Ecco alcune soluzioni tecniche che nel settore motociclistico non si sono affermate per ragioni assai diverse nonostante funzionassero magari in campo auto
16 maggio 2021

Nella storia della moto di quando in quando sono state avanzate, anche da parte di grandi costruttori, proposte tecniche che si distaccavano dagli schemi usuali.

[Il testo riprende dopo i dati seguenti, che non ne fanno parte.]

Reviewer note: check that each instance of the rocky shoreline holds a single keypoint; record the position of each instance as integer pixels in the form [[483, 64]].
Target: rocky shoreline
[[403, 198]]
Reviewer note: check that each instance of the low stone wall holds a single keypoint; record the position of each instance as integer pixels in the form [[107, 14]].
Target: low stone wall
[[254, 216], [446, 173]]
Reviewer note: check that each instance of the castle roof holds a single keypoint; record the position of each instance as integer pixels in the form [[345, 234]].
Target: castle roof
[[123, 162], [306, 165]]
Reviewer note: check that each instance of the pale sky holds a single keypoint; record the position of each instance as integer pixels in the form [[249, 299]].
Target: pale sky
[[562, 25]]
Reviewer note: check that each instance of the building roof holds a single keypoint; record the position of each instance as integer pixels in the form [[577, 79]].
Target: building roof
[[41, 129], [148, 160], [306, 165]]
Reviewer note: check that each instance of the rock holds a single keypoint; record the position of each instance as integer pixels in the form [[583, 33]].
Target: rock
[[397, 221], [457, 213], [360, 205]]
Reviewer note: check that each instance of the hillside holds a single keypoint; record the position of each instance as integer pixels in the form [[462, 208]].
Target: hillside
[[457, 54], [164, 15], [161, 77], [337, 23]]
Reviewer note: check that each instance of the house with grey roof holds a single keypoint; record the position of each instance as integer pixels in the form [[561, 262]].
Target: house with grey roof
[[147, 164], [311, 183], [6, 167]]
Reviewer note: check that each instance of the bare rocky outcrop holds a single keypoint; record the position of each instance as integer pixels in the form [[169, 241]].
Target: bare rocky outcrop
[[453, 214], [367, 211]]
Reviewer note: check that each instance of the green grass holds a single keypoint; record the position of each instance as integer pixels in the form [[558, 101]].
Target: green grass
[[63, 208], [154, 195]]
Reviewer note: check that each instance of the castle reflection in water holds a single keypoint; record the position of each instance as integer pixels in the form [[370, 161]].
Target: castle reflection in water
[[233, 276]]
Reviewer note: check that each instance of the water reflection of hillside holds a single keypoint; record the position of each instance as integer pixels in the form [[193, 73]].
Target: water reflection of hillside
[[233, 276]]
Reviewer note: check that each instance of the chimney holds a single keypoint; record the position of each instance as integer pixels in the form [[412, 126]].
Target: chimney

Si trattava di soluzioni innovative o anche solo alternative rispetto a quelle già consolidate e di impiego universale. Alcune di esse andavano sicuramente bene ma non sono comunque riuscite ad affermarsi. Questo perché non presentavano vantaggi o perché avevano un costo maggiore rispetto a quelle che avrebbero dovuto sostituire.
Altre volte comportavano, in fin dei conti, una maggiore complessità costruttiva, che ovviamente non era necessaria. Perché rendere le cose più difficili se si poteva ottenere lo stesso risultato in maniera più semplice e meno costosa?

Non si deve dimenticare poi il fattore estetico: difficile che qualcosa si riesca da affermare se non incontra i gusti del pubblico. C’è stata poi qualche soluzione che magari andava bene in altri settori (tipicamente si trattava di quello automobilistico) ma che non era adatta o comunque non forniva risultati analoghi in quello motociclistico.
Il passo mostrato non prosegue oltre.